Bethany decided to wear a mask, and when she entered Helena’s place, she scrubbed her hands before she sat down and gushed with joy at seeing both of them.

Helena and Matteo were living the life of newlyweds, it seemed like.

They’d decorated the house with countless photographs and paintings.

They’d bought new furniture. They seemed to operate as a unit, each anticipating the other’s needs before they went anywhere in the house.

Mostly, Helena was resting on the sofa, with Matteo hopping up and down.

But Helena told Bethany that she had plenty of strength.

“I feel good. I feel better than I have in years,” she maintained. “But the doctor told me I have to keep resting and relaxing and biding my time.”

“I want that, too!” Matteo called from the kitchen.

“I’m a prisoner,” Helena joked. “Of course, it’s no different from how I lived since my diagnosis.”

“The difference is, there’s a light at the end of the tunnel,” Bethany told her, grinning behind her mask.

Helena waved her hand. “Tell me about you. Tell me about Nick. I want to know everything about him. I can’t believe I can’t meet him yet!”

Bethany told Helena everything she could think of—that Nick still slept hours and hours a day, that he looked remarkably like his father, and that Maddie was borderline obsessed with him.

“I remember you said it was difficult for your kids at first,” Helena said. “News of the pregnancy.”

“It was,” Bethany said, thinking back to that long-ago summer’s day when she’d told them what was going to happen. “They were worried about me.
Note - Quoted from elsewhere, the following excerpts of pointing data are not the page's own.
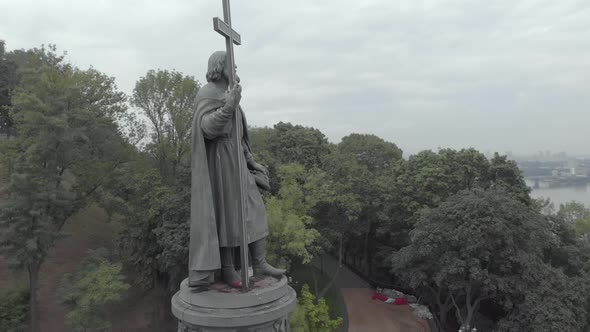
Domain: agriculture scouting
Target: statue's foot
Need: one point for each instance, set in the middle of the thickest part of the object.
(231, 277)
(265, 269)
(197, 279)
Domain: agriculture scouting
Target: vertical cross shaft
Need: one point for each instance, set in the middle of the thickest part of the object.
(231, 37)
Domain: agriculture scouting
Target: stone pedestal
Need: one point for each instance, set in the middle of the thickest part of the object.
(265, 308)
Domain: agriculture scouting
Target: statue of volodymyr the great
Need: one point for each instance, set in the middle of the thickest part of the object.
(214, 222)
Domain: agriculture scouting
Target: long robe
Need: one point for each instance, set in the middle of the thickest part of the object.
(214, 191)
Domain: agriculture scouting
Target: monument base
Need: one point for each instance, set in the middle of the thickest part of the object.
(265, 308)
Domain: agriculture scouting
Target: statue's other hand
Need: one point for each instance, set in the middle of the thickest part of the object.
(261, 168)
(234, 97)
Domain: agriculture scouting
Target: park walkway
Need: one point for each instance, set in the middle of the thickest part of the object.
(363, 313)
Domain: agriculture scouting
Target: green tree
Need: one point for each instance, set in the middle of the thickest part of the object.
(317, 313)
(92, 292)
(67, 147)
(167, 99)
(7, 85)
(13, 309)
(474, 247)
(358, 166)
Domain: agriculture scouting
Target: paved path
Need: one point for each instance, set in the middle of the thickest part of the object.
(365, 314)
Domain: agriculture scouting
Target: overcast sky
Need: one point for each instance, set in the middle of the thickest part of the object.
(498, 75)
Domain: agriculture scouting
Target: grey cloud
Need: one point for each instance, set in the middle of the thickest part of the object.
(499, 75)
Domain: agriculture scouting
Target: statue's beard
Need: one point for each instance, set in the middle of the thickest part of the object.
(227, 78)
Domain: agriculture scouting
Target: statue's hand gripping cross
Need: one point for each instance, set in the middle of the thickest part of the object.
(231, 37)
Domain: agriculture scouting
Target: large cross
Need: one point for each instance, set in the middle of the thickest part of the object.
(231, 37)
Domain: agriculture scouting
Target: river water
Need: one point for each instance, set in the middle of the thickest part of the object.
(562, 194)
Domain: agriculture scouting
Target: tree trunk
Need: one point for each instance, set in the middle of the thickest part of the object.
(33, 300)
(366, 256)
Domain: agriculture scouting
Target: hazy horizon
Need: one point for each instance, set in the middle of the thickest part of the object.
(498, 76)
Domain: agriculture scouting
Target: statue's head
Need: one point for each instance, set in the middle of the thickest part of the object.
(216, 68)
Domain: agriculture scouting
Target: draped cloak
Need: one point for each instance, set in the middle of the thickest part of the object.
(214, 191)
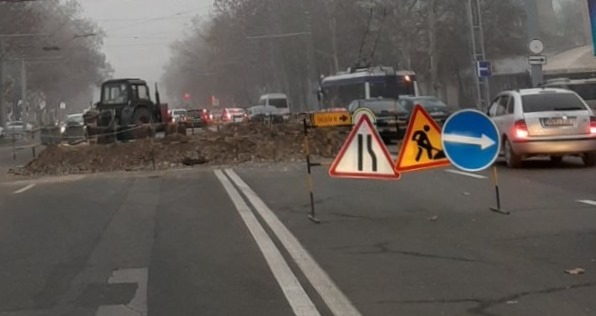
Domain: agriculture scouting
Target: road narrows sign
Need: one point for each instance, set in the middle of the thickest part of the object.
(364, 155)
(422, 148)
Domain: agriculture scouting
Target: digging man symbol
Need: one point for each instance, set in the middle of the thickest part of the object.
(424, 145)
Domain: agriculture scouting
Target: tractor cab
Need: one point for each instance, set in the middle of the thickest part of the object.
(119, 93)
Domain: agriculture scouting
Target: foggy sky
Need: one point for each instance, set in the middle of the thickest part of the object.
(139, 32)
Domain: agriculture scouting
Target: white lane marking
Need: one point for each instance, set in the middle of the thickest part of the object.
(335, 299)
(588, 202)
(295, 294)
(138, 304)
(467, 174)
(24, 189)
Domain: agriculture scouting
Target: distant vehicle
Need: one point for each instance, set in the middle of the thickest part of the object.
(392, 117)
(279, 101)
(234, 115)
(216, 116)
(17, 128)
(179, 116)
(74, 128)
(264, 113)
(438, 110)
(544, 122)
(198, 117)
(585, 88)
(367, 83)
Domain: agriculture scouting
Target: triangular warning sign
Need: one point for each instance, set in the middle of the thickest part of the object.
(422, 147)
(364, 155)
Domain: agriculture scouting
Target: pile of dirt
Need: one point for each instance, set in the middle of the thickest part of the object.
(232, 144)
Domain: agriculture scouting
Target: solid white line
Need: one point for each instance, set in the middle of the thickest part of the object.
(295, 294)
(588, 202)
(467, 174)
(138, 304)
(24, 189)
(335, 299)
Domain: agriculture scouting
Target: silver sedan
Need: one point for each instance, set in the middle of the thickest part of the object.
(544, 122)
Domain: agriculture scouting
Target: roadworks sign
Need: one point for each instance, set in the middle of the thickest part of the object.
(364, 155)
(329, 119)
(422, 147)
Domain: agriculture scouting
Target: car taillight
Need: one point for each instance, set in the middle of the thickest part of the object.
(593, 125)
(520, 129)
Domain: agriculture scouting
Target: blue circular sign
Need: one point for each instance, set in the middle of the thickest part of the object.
(471, 140)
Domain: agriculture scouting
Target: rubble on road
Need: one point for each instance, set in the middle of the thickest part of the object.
(232, 144)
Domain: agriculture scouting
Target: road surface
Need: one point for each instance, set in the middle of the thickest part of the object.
(238, 242)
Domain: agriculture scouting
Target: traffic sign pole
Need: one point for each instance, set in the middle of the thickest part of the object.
(472, 143)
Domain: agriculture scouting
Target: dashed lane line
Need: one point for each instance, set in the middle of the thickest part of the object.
(333, 297)
(138, 305)
(467, 174)
(587, 202)
(30, 186)
(301, 304)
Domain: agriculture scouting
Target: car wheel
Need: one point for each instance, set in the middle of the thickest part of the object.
(512, 159)
(590, 159)
(556, 160)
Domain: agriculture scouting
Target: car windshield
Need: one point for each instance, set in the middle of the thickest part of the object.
(430, 103)
(236, 111)
(279, 103)
(194, 113)
(546, 102)
(75, 119)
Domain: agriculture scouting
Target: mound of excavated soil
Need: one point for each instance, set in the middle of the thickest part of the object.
(232, 144)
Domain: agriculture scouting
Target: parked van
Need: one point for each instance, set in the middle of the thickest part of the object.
(279, 101)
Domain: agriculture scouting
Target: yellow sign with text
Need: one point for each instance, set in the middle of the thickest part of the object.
(329, 119)
(422, 147)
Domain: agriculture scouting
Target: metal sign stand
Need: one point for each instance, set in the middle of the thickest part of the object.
(309, 179)
(498, 209)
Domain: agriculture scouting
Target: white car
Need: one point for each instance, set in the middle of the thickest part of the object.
(17, 128)
(544, 122)
(179, 115)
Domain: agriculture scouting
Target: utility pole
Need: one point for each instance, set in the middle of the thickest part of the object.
(311, 61)
(2, 103)
(24, 105)
(434, 60)
(478, 52)
(534, 33)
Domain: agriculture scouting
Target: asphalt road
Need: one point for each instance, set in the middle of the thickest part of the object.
(208, 242)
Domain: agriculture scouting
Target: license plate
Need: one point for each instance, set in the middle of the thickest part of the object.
(558, 121)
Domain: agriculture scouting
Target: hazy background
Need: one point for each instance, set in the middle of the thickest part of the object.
(139, 32)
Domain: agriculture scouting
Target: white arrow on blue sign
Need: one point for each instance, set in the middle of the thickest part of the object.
(471, 140)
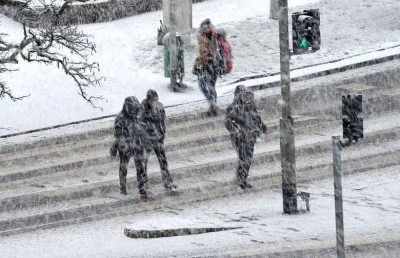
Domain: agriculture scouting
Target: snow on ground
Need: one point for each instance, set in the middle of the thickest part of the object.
(132, 62)
(371, 214)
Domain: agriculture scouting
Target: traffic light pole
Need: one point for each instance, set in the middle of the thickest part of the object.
(274, 9)
(288, 158)
(172, 40)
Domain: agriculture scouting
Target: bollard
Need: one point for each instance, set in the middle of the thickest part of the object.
(337, 176)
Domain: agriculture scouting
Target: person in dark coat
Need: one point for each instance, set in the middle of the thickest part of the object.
(154, 118)
(131, 138)
(244, 125)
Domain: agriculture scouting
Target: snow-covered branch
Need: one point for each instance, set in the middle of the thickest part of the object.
(64, 46)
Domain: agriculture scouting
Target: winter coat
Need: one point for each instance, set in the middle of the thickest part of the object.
(154, 119)
(242, 119)
(128, 129)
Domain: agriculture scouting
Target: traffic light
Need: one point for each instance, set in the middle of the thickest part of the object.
(352, 125)
(306, 33)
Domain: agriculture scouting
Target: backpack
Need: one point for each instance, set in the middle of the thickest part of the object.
(221, 52)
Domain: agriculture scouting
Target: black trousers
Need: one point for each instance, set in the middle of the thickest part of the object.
(159, 150)
(139, 158)
(245, 150)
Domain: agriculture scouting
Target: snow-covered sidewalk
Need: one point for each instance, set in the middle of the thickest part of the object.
(132, 63)
(371, 214)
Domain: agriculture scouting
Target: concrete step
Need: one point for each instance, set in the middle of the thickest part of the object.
(109, 204)
(86, 182)
(54, 161)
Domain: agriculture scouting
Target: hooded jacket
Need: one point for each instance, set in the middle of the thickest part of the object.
(154, 119)
(128, 129)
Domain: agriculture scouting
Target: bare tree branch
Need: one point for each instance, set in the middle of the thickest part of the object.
(51, 44)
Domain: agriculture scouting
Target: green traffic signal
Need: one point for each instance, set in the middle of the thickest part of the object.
(303, 42)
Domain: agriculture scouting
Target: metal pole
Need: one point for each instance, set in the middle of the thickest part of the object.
(274, 9)
(337, 175)
(172, 38)
(288, 160)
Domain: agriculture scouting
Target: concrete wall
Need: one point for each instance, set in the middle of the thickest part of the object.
(88, 13)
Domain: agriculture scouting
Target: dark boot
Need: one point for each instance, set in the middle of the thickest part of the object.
(123, 191)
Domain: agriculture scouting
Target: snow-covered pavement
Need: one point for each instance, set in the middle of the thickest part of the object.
(371, 214)
(132, 63)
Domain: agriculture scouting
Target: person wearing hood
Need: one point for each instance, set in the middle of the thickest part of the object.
(244, 125)
(154, 118)
(131, 137)
(204, 66)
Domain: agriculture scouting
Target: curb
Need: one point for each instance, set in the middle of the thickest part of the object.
(173, 232)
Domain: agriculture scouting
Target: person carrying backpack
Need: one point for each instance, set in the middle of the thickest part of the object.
(211, 61)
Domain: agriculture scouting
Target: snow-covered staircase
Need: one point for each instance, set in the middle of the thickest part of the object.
(73, 180)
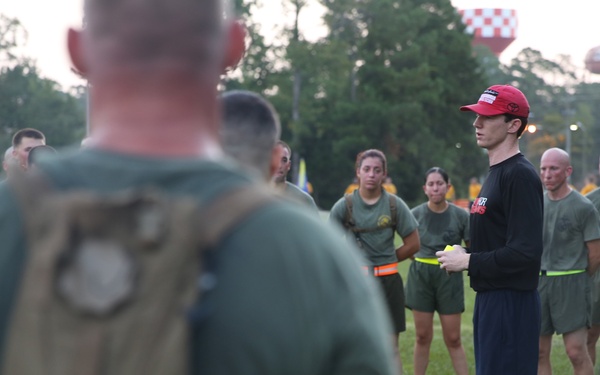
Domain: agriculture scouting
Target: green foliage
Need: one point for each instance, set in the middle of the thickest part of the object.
(26, 100)
(391, 74)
They were worried that everything would change. And to be honest, I was worried, too. I can’t believe that all this change has been good, actually.”

“It’s been so good,” Helena breathed.

Although Matteo wanted Helena to stay for dinner, she insisted on keeping her mask on and then going home. The couple looked disappointed, but they understood.

“Soon,” Helena made Bethany promise.

“In the summertime, we’ll have so much time together,” Bethany said. “I won’t go back to work till the end of summer, so I’ll be free and easy. We can spend hours on the patio, in the sunshine, talking the days away.”

“Sounds like a plan,” Helena said.

Helena and Matteo walked Bethany to the front door.

When Bethany got situated in her car, grateful for the space between herself and the steering wheel that hadn’t been there when she’d been so very pregnant, she waved at them through the snowfall.

They stood together, a perfect couple, their arms entwined.

Bethany told herself to take a snapshot in her mind’s eye.

She wanted to remember them like that forever, before everything changed.